A cultural gap before a methodological one
The common thread running through the debate was clear: the tools to manage cost and time already exist, but their effectiveness remains constrained by a more fundamental issue. The disconnect between design and construction continues to produce a fragmented process in which critical issues surface late — often on site — and translate into variations, disputes or compromises on quality. Cost standardisation remains a distant goal, hampered by a structural opacity that makes it difficult even to establish reliable market benchmarks.
The discussion highlighted how this dynamic is not a matter of individual tools or professional roles, but of cultural context: an industry that, despite significant progress over recent decades, still carries deep-rooted mistrust between its actors and a predominantly prescriptive approach to contractual relationships.
Early-stage collaboration and process governance
Several speakers converged on a key point: bringing all relevant competencies — design, construction, economic — to the table in the early stages of the process can significantly reduce downstream risk. BIM was recognised as a major contribution in this regard, not only as a technical tool but as a framework that compels cross-disciplinary engagement, challenging self-referential working practices.
The conversation also addressed governance as a frequently underestimated factor: structured control and reporting systems, deployed from the earliest project stages, were identified as prerequisites for detecting issues in time and safeguarding investments.
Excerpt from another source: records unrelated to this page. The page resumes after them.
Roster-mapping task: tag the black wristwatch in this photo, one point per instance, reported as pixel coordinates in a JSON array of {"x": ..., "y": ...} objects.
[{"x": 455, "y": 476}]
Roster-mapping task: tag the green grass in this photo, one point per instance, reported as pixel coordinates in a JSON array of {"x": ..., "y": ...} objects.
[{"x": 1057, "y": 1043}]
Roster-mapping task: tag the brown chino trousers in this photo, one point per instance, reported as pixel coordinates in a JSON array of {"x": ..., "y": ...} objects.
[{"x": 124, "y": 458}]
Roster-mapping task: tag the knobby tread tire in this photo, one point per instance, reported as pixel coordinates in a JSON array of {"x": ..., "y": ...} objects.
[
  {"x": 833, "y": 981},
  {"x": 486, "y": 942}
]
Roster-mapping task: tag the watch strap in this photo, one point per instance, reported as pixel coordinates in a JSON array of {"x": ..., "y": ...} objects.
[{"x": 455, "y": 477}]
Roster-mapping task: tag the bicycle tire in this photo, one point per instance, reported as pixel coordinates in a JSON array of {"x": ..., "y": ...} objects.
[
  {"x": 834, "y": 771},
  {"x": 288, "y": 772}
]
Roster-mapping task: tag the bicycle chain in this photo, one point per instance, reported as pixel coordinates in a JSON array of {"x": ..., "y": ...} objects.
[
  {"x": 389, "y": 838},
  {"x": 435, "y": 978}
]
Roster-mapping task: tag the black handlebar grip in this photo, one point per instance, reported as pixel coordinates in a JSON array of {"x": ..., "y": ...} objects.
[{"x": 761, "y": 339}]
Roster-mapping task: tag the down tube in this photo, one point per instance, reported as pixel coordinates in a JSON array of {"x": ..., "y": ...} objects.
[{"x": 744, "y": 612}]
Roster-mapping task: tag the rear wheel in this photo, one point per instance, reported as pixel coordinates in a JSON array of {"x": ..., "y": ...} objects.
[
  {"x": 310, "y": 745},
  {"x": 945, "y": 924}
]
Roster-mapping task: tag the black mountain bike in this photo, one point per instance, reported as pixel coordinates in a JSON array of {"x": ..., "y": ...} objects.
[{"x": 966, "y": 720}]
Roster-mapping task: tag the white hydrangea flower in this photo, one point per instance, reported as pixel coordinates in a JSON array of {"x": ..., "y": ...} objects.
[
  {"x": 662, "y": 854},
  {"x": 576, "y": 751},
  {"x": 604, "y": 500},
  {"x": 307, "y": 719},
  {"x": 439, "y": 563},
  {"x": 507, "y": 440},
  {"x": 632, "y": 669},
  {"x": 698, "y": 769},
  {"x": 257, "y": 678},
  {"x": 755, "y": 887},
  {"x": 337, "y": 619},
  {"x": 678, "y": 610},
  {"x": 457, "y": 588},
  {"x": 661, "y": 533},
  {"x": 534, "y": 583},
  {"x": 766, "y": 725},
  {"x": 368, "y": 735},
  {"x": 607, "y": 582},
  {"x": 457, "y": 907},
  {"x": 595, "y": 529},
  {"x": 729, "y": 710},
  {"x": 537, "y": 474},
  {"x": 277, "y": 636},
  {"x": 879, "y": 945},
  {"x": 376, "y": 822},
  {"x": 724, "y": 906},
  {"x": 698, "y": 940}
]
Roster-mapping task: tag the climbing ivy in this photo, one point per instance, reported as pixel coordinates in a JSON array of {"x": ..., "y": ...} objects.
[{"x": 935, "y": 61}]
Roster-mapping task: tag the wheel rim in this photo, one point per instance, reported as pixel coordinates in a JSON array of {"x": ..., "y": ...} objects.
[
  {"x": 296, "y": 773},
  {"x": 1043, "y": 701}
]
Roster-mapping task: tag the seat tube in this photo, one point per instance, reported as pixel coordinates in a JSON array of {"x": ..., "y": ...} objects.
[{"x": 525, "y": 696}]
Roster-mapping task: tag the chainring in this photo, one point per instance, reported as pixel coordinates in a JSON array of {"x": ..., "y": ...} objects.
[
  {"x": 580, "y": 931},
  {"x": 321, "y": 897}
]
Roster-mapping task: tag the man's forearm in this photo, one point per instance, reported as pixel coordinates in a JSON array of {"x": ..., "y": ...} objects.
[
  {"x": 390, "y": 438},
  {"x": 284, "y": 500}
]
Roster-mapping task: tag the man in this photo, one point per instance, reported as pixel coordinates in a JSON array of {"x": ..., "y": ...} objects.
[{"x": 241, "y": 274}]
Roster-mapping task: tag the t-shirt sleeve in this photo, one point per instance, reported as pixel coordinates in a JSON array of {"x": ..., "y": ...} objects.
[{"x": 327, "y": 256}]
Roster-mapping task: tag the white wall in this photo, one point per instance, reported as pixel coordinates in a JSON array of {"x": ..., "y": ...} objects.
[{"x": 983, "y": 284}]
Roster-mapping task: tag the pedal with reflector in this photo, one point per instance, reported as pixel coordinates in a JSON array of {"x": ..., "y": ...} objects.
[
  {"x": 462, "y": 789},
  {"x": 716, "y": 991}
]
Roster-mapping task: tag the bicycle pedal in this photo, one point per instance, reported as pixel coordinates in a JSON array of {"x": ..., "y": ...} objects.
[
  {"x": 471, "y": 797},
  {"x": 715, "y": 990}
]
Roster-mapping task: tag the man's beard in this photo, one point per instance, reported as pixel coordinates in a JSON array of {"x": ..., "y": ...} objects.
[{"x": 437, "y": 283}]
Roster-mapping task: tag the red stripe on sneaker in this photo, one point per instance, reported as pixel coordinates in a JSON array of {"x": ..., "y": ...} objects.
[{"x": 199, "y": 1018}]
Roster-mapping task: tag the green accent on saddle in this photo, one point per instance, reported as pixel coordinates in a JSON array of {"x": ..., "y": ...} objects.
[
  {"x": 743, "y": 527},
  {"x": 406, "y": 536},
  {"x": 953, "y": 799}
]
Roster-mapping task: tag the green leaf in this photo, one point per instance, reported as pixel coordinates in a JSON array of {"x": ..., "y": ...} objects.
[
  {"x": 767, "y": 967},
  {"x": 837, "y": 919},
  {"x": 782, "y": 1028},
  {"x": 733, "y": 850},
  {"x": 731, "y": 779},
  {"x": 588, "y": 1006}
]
A shift from penalty-based to incentive-based contractual mechanisms emerged as a potential lever to align stakeholder interests and foster genuine cooperation.
Attracting tomorrow’s professionals
The final part of the discussion turned to the sector’s medium-term sustainability. Public perception of the construction industry remains unfavourable, the appeal of technical professions linked to the built environment is declining, and demographic trends are further shrinking the pool of potential professionals. The debate underscored the persistent gap between academic training and industry practice, while also acknowledging promising efforts to bridge it through direct integration of university programmes and live construction sites.
Compared to a few decades ago, cross-functional roles such as the Project Manager have become established and the level of required specialisation has grown considerably. Yet the panel’s consensus was unanimous: there is no single solution. The industry needs to make this work appealing again — a process already underway, but one that demands a shared cultural shift across the entire supply chain.